The Greene Climacteric Scale is not used to diagnose perimenopause or menopause — that's a clinical judgment based on your age, symptoms, and history. Instead, it's most valuable as a repeatable measurement: completing it periodically, for example before starting hormone therapy and again a few months later, gives a structured way to see whether overall symptom burden is improving. Because it breaks symptoms into psychological, somatic, vasomotor, and sexual categories, it can also help a conversation with a clinician stay specific — rather than "I feel awful," you can point to which categories have shifted and by how much.

How this tool protects your privacy

This page runs the entire questionnaire and scoring calculation in your browser. No answer, partial response, or final score is ever sent to a server, stored in a database, or logged anywhere — you can verify this yourself by opening your browser's developer tools and watching the network tab while you complete it. If you choose to print or save your results, that happens locally on your device too.

Frequently asked questions

Is the Greene Climacteric Scale a diagnostic test?

No. It measures the severity of symptoms you're reporting right now — it does not diagnose perimenopause, menopause, anxiety, or depression.
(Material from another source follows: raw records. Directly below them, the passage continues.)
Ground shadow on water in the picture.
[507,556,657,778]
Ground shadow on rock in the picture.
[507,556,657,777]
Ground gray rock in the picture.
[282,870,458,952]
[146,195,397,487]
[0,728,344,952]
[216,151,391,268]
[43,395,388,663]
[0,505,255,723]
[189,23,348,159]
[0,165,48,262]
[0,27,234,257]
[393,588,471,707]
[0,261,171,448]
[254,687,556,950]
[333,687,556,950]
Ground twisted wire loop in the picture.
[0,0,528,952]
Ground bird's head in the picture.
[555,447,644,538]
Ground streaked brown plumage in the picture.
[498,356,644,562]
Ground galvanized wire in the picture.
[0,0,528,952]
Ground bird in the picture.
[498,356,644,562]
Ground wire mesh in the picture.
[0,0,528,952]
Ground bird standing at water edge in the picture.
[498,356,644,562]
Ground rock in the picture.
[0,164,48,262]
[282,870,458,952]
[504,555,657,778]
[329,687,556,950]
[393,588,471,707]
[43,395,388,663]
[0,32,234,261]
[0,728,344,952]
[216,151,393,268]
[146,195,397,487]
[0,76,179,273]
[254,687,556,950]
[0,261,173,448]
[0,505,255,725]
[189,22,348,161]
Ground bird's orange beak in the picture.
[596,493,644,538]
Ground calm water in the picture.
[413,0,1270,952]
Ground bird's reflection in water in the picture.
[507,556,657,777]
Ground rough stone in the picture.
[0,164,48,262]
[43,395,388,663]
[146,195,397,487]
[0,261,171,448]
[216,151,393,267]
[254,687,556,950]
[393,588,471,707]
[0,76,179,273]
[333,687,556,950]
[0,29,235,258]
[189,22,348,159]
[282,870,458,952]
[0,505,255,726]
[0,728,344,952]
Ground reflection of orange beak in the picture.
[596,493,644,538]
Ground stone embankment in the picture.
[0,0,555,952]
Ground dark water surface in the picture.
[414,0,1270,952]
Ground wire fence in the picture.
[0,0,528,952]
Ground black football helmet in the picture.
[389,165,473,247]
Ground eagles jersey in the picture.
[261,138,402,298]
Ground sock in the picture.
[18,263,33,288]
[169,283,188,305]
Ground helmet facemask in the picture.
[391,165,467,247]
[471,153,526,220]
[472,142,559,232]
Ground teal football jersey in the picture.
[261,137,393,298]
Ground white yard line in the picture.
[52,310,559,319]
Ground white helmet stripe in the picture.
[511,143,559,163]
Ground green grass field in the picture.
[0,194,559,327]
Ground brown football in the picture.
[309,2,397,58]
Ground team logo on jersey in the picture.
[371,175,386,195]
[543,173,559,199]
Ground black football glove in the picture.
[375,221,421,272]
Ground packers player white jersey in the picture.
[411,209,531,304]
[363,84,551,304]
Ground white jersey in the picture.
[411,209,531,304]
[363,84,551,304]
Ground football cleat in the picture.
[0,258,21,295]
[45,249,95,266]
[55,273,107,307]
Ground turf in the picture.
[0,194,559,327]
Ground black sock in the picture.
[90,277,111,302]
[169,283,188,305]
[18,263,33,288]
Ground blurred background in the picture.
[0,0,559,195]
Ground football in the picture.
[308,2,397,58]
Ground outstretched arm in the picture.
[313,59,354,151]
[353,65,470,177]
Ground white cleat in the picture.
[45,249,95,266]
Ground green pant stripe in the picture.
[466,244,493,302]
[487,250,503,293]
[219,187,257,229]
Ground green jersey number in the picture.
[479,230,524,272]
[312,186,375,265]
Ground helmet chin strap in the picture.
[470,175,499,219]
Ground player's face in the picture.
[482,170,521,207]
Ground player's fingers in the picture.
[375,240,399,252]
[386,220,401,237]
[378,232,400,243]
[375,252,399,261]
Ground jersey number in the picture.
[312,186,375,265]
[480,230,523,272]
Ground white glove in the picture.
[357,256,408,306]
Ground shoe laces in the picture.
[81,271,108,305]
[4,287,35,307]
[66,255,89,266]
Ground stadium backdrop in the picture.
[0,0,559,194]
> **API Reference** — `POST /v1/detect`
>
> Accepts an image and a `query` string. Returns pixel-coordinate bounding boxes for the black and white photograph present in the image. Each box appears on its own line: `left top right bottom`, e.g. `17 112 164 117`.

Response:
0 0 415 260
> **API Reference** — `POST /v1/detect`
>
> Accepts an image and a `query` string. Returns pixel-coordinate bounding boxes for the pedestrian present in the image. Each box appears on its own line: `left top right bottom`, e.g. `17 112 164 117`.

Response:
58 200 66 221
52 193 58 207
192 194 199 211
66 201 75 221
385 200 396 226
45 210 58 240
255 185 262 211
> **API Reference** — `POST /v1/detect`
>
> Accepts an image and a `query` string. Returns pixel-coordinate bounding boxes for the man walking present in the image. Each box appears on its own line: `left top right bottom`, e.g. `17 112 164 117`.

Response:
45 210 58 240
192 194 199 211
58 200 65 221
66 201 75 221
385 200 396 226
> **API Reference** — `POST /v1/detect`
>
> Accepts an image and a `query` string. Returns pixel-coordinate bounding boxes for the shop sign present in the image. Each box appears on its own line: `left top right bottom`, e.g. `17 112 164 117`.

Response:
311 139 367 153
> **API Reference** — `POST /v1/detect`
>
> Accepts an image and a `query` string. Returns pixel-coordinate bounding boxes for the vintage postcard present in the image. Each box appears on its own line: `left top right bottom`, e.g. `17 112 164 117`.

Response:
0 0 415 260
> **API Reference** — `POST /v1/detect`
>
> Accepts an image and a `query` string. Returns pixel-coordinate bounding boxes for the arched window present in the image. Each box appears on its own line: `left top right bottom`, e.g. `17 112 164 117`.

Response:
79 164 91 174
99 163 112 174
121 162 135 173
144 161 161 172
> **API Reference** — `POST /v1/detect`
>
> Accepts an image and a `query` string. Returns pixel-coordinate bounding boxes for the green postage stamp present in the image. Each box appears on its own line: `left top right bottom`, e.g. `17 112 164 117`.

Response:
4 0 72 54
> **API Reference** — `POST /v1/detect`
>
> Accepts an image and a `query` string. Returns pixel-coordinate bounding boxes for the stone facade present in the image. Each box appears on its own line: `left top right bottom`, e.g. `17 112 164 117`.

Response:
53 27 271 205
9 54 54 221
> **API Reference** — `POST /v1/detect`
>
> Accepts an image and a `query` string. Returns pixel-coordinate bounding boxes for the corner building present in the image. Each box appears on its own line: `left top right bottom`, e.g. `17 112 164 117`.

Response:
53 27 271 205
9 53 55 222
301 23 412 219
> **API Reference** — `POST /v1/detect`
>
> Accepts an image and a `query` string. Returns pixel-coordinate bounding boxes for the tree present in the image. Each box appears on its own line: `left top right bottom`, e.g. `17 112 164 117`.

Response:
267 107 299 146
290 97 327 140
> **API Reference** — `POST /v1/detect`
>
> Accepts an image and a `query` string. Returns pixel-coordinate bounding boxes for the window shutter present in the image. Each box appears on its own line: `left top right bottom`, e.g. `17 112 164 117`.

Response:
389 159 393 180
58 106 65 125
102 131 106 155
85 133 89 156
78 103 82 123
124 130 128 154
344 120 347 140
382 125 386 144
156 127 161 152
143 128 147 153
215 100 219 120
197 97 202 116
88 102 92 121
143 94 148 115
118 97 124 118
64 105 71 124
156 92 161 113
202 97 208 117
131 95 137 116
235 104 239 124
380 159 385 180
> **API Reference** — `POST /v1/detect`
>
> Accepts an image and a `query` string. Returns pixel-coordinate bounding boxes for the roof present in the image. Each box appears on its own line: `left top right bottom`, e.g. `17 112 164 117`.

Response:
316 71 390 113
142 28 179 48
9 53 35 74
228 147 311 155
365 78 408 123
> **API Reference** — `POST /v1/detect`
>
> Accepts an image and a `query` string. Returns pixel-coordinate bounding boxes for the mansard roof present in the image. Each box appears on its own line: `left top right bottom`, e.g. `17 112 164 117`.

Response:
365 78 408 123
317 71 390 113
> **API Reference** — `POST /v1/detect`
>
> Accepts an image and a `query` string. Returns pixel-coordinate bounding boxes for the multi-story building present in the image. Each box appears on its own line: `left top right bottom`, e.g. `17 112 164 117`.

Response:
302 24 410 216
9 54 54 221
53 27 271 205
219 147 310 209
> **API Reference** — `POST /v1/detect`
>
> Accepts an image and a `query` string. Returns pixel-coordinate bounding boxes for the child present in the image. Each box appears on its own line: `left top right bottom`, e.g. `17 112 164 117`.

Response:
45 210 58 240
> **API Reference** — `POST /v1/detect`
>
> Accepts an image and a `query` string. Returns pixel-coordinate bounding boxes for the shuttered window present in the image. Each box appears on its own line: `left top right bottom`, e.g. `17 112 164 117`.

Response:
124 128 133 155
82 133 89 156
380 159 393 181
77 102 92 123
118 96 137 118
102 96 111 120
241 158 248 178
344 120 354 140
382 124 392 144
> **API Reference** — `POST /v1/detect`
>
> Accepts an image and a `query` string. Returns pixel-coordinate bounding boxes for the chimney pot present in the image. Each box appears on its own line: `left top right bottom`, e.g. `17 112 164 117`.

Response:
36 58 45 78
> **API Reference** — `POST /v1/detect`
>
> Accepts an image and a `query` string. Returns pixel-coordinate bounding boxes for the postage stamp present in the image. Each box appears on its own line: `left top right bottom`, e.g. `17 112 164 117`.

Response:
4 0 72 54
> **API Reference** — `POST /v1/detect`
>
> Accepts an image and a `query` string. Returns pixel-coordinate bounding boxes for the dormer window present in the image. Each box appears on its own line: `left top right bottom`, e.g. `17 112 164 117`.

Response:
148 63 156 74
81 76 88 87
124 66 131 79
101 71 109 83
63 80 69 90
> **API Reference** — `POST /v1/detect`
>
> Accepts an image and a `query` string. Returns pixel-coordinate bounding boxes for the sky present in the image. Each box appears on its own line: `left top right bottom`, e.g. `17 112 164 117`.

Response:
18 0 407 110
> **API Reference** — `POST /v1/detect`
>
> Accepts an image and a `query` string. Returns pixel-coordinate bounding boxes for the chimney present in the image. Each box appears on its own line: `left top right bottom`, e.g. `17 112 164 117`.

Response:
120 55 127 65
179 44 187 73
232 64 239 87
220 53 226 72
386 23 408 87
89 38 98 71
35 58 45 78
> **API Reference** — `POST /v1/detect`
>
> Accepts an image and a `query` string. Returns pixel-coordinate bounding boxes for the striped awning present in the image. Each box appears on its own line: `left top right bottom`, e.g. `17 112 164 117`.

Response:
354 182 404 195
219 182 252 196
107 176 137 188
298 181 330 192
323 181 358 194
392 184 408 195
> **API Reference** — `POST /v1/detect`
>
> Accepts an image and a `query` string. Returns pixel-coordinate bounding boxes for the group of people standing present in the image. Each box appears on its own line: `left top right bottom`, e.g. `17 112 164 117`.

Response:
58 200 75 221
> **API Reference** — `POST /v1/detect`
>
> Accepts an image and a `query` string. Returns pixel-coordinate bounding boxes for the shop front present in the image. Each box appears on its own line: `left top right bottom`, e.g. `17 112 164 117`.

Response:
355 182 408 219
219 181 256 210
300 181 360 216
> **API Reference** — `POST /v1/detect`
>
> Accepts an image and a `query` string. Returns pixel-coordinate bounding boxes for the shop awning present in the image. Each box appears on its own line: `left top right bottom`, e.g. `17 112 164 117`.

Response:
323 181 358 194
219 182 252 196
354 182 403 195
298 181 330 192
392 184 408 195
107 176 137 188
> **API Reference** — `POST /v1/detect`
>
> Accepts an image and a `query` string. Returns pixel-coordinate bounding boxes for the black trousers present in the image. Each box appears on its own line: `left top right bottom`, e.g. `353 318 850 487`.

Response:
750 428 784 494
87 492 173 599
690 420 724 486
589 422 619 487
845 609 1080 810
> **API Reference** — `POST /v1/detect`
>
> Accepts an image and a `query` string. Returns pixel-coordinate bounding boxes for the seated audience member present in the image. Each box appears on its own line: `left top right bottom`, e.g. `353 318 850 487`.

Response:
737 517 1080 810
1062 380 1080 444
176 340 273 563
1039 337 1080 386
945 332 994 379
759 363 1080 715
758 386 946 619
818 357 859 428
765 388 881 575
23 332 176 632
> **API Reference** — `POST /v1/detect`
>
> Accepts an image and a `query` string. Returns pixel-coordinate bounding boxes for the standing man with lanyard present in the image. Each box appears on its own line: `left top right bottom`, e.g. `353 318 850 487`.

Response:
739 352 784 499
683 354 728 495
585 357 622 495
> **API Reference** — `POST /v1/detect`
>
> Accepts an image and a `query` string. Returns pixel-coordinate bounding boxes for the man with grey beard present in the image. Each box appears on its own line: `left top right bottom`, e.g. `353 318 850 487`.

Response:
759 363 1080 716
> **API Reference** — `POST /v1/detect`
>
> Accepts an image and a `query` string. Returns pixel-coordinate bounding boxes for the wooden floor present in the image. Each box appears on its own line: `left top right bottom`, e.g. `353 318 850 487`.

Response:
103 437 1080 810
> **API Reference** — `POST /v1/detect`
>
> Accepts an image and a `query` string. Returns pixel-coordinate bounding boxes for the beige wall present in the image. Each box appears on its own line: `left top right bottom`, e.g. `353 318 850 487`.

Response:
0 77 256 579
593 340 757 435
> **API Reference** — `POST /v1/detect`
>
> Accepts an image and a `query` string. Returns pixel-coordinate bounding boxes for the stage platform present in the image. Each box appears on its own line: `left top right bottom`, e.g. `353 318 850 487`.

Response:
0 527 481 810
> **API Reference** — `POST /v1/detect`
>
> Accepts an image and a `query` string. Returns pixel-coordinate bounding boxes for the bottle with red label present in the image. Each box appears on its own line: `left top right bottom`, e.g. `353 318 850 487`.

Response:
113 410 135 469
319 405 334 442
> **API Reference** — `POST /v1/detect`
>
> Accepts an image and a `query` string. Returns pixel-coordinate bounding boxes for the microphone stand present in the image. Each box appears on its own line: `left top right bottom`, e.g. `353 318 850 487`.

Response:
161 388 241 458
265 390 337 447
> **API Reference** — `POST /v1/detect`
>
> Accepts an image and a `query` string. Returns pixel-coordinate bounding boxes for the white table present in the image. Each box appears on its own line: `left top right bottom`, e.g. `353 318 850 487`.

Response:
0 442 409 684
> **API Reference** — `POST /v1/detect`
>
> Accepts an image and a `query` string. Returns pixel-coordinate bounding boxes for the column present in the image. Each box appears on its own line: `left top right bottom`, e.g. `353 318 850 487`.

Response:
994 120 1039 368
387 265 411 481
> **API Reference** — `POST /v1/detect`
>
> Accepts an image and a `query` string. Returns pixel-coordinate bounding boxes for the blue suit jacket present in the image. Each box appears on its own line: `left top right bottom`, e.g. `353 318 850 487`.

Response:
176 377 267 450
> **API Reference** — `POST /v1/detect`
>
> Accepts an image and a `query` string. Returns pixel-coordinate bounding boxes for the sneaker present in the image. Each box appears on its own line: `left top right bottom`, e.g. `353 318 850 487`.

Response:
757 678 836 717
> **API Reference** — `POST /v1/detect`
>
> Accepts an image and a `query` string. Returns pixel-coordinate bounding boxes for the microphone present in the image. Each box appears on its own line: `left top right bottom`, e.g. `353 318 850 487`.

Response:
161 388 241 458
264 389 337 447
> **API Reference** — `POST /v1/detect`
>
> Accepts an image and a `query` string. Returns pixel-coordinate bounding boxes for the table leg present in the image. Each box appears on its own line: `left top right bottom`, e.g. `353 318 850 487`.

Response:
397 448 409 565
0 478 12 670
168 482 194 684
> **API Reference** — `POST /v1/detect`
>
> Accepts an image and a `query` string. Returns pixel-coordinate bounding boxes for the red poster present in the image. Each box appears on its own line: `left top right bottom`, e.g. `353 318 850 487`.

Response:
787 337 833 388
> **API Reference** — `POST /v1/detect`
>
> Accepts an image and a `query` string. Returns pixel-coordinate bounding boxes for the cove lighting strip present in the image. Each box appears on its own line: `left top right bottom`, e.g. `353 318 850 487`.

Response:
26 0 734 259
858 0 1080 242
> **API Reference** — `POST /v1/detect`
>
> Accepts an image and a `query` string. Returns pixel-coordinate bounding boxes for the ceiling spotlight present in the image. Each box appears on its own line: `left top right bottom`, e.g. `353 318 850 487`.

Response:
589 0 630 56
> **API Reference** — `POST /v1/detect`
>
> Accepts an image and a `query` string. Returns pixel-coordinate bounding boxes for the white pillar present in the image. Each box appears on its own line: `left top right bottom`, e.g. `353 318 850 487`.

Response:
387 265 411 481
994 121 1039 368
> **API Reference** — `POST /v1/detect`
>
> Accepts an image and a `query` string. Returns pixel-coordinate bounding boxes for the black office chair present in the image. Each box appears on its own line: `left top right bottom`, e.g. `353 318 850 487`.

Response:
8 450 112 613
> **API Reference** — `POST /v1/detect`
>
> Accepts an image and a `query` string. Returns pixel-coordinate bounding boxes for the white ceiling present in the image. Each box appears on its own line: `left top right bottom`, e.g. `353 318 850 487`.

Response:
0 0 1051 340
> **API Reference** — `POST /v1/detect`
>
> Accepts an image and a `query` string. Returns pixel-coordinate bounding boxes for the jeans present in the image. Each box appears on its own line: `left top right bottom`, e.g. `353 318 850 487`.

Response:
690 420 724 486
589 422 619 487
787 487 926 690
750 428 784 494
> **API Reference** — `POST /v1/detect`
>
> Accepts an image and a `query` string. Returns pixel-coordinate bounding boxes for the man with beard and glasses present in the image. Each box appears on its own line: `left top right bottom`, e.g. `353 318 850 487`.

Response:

There is no pass/fail score. Clinicians typically use it to track how symptoms change over time, alongside a full clinical assessment.

Does this tool store or send my answers anywhere?

No. Every calculation happens in your browser using JavaScript running on your own device. Your answers and scores are never transmitted to Ripple's servers, stored, or logged.

How often should I retake the Greene Climacteric Scale?

There's no fixed rule, but because the scale is designed to track change rather than give a one-off diagnosis, it's most useful when repeated periodically — for example monthly, or before and after a change in treatment — so you and your clinician can see a trend rather than a single number.

Can I bring my results to a doctor's appointment?

Yes. After you complete the questionnaire, you can print or save a clean summary of your total score, subscale scores, and individual answers to bring to a GP or menopause specialist appointment as a starting point for discussion.

What do the four subscale scores mean?

Psychological covers anxiety and low mood, Somatic covers physical body symptoms, Vasomotor covers hot flushes and night sweats, and Sexual function is a single question about interest in sex, reported on its own. A higher score in any category means more severe or more frequent symptoms in that category.

Who created the Greene Climacteric Scale?

The scale was constructed by James Greene and published in Maturitas in 1998. It's a validated research instrument that has been used in menopause studies and clinical practice for over two decades. The underlying instrument text is owned by its original author; use and licensing terms are determined separately by the rights holder.

What does Ripple do with the Greene Climacteric Scale?

Nothing, on this page — your results stay on your device unless you choose to save or print them. If you'd like to track this score over time alongside your other symptoms, Ripple's app can do that as part of a broader symptom and evidence tracker, but using this free self-assessment doesn't require an account.